Effects of PLGA/ESL1 on gut inflammation and microbiota features. (A) Relative mRNA expression of TNF-α, Claudin and Occludin was determined in gut samples collected from EAE_ctrl, EAE_PLGA/ESL1, and sham-operated animals at the peak of the disease from a representative experiment out of two are shown. *p<0.05 as indicated (one-way ANOVA with Tukey’s multiple comparisons test).
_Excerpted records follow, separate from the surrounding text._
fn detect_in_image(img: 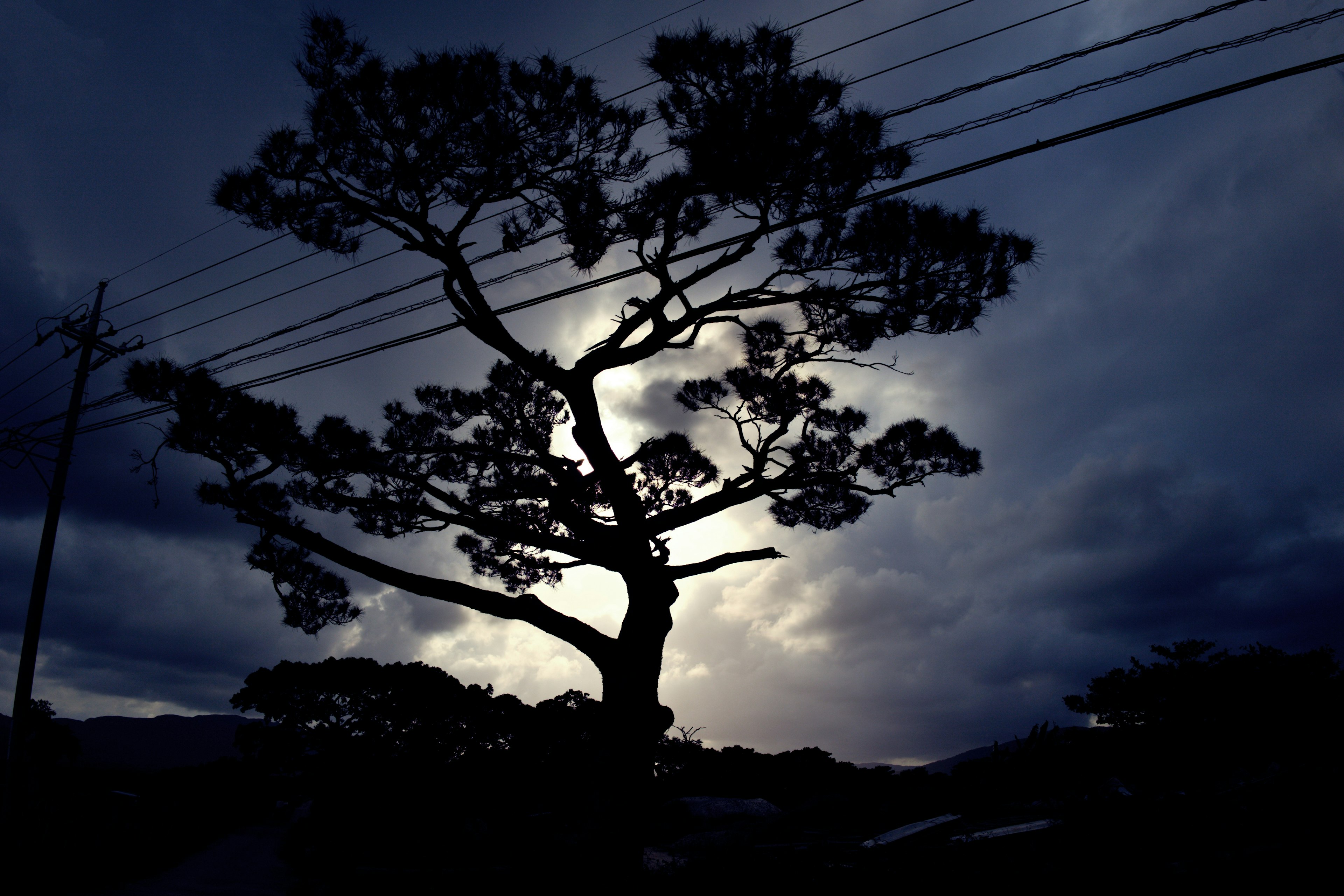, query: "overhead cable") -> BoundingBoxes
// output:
[37,54,1344,442]
[790,0,978,69]
[869,0,1256,118]
[906,7,1344,148]
[560,0,715,66]
[849,0,1090,85]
The faecal material was collected right before the EAE induction in control (0day_Ctrl) and PLGA/ESL1-treated animals (0day_PLGA/ESL1) and at the peak of disease (EAE_Ctrl, EAE_PLGA/ESL1). DNA was isolated, and 16s rRNA sequencing (B, D, E and F) or qPCR (C) was performed. (B) The changes in the Shannon index between 0day and peak of the disease in the control (red) and PLGA/ESL1-treated (blue) groups are shown by boxplots. (C) The fold changes in SFB-specific sequence expression were calculated by dividing the values measured at the peak of the disease and the values at 0day for each animal. Control (red) and PLGA/ESL1- treated (blue) groups were compared by Student T test (**p<0.01). The changes in the relative abundances of Taxa (ANCOM W > 1, Pairwise Wilcoxon test or paired t-test followed by Benjamini-Hochberg p-value correction) at the EAE peak compared to 0day in (D) control group of animals, (E) PLGA/ESL1- treated group. (F) The most differentially abundant predictive metabolic pathways of gut microbiota at 0day compared to the EAE peak in control (red) and PLGA/ESL1- treated (blue) groups analysed by Linear discriminant analysis (LDA) effect size (LEfSe) (LDA score above 2.5, alpha value of <0.05 for factorial Kruskal–Wallis). Pathways with positive LDA scores (darker bars) are more prominent at the EAE peak of the disease, whereas negative LDA scores (brighter bars) indicate pathways enriched at 0day, in both groups (control (red) and PLGA/ESL1- treated (blue)).